Volume of distribution may be increased by renal failure (due to fluid retention) and liver failure (due to altered body fluid and plasma protein binding). Conversely it may be decreased in dehydration.

The initial volume of distribution describes blood concentrations prior to attaining the apparent volume of distribution and uses the same formula.

Equations

The volume of distribution is given by the following equation:

${V_{{D}}}={\frac {{\mathrm {total\ amount\ of\ drug\ in\ the\ body}}}{{\mathrm {drug\ blood\ plasma\ concentration}}}}$

Therefore the dose required to give a certain plasma concentration can be determined if the V_D for that drug is known. The V_D is not a physiologic value; it is more a reflection of how a drug will distribute throughout the body depending on several physicochemical properties, e.g. solubility, charge, size, etc.

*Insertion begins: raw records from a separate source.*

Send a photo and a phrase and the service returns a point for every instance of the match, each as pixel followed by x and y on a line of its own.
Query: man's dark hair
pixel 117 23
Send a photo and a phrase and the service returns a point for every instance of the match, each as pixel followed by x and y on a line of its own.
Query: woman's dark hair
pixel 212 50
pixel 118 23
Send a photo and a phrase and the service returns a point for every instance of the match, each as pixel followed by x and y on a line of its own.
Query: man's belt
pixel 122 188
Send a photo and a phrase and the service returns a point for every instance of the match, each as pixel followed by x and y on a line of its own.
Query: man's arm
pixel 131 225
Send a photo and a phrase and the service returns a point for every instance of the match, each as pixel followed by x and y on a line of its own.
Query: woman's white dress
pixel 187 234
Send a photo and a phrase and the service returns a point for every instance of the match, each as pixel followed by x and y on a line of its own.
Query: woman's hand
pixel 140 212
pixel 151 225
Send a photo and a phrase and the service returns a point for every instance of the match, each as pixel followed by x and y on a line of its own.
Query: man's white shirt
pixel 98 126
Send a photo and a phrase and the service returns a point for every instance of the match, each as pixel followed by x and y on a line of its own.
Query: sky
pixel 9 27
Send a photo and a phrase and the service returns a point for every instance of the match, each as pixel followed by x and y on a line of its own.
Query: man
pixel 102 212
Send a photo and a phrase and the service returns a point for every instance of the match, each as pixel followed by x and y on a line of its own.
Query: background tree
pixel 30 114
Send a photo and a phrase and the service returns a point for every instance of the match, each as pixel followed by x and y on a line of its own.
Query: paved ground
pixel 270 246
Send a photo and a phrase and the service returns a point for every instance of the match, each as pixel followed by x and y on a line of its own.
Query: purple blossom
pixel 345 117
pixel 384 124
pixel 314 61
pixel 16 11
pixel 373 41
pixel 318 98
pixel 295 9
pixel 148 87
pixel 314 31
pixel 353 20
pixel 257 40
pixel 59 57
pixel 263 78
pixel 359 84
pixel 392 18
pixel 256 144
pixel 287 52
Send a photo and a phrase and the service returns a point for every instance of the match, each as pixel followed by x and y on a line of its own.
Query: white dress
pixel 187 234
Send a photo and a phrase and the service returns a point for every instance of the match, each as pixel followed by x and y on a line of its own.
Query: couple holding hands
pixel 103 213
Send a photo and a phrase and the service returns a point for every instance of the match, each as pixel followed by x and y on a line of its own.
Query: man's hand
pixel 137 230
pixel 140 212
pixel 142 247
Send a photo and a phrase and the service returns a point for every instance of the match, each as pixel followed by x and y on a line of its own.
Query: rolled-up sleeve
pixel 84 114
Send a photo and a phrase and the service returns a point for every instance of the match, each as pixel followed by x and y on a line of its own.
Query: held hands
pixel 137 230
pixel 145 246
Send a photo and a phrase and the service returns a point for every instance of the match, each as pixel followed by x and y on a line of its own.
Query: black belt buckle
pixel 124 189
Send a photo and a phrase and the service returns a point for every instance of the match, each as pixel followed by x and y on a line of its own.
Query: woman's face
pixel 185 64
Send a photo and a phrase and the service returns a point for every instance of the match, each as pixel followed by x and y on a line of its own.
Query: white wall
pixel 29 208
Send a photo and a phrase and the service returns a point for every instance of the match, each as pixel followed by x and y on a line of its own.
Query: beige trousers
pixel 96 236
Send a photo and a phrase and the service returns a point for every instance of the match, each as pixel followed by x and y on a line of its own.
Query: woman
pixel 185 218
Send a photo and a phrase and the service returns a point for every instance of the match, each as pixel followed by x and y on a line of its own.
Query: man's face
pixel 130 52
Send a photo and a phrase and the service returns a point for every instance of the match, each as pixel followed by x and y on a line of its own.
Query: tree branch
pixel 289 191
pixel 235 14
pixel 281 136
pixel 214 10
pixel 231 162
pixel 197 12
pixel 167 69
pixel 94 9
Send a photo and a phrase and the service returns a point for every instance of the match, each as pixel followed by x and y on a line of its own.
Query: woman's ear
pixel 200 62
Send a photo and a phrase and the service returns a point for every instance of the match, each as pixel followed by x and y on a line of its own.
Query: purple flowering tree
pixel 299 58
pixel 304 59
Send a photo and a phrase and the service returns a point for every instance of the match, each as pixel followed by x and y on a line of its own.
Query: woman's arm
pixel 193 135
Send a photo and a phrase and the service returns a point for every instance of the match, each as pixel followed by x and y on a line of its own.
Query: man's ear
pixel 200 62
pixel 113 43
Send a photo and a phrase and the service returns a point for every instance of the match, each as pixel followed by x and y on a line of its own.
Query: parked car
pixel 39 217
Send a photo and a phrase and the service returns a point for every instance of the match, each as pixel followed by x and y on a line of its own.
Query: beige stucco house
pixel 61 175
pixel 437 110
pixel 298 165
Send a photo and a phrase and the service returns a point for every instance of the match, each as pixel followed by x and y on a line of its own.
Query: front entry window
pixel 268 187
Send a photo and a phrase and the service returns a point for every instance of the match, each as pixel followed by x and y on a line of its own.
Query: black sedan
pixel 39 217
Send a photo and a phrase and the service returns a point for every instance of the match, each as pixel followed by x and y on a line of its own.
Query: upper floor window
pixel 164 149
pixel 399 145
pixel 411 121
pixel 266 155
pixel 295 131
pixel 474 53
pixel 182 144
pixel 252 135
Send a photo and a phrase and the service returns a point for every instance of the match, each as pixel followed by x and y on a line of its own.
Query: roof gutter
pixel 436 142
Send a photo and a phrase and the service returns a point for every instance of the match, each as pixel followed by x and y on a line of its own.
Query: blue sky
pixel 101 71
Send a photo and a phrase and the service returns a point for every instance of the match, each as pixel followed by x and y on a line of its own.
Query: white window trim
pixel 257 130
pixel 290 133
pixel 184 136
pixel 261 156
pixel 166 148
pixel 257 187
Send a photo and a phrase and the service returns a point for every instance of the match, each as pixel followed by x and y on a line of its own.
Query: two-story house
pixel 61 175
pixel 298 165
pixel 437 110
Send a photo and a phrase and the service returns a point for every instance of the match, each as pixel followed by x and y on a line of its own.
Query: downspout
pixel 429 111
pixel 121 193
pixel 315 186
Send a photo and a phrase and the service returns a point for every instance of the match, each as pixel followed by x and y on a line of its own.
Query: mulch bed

The units for Volume of Distribution are typically reported in (ml or liter)/kg body weight. The fact that V_D is a ratio of a theoretical volume to a fixed unit of body weight explains why the V_D for children is typically higher than that for adults, even though children are smaller and weigh less. As body composition changes with age, V_D decreases.

The V_D may also be used to determine how readily a drug will displace into the body tissue compartments relative to the blood:

${V_{{D}}}={V_{{P}}}+{V_{{T}}}\left({\frac {fu}{fu_{{t}}}}\right)$

Where:

V_P = plasma volume

V_T = apparent tissue volume

fu = fraction unbound in plasma

fu_T = fraction unbound in tissue

Examples

Main article: Table of volume of distribution for drugs

If you administer a dose D of a drug intravenously in one go (IV-bolus), you would naturally expect it to have an immediate blood concentration $C_{0}$ which directly corresponds to the amount of blood contained in the body $V_{{blood}}$ . Mathematically this would be:

$C_{0}=D/V_{{blood}}$

But this is generally not what happens. Instead you observe that the drug has distributed out into some other volume (read organs/tissue). So probably the first question you want to ask is: how much of the drug is no longer in the blood stream? The volume of distribution $V_{D}$ quantifies just that by specifying how big a volume you would need in order to observe the blood concentration actually measured.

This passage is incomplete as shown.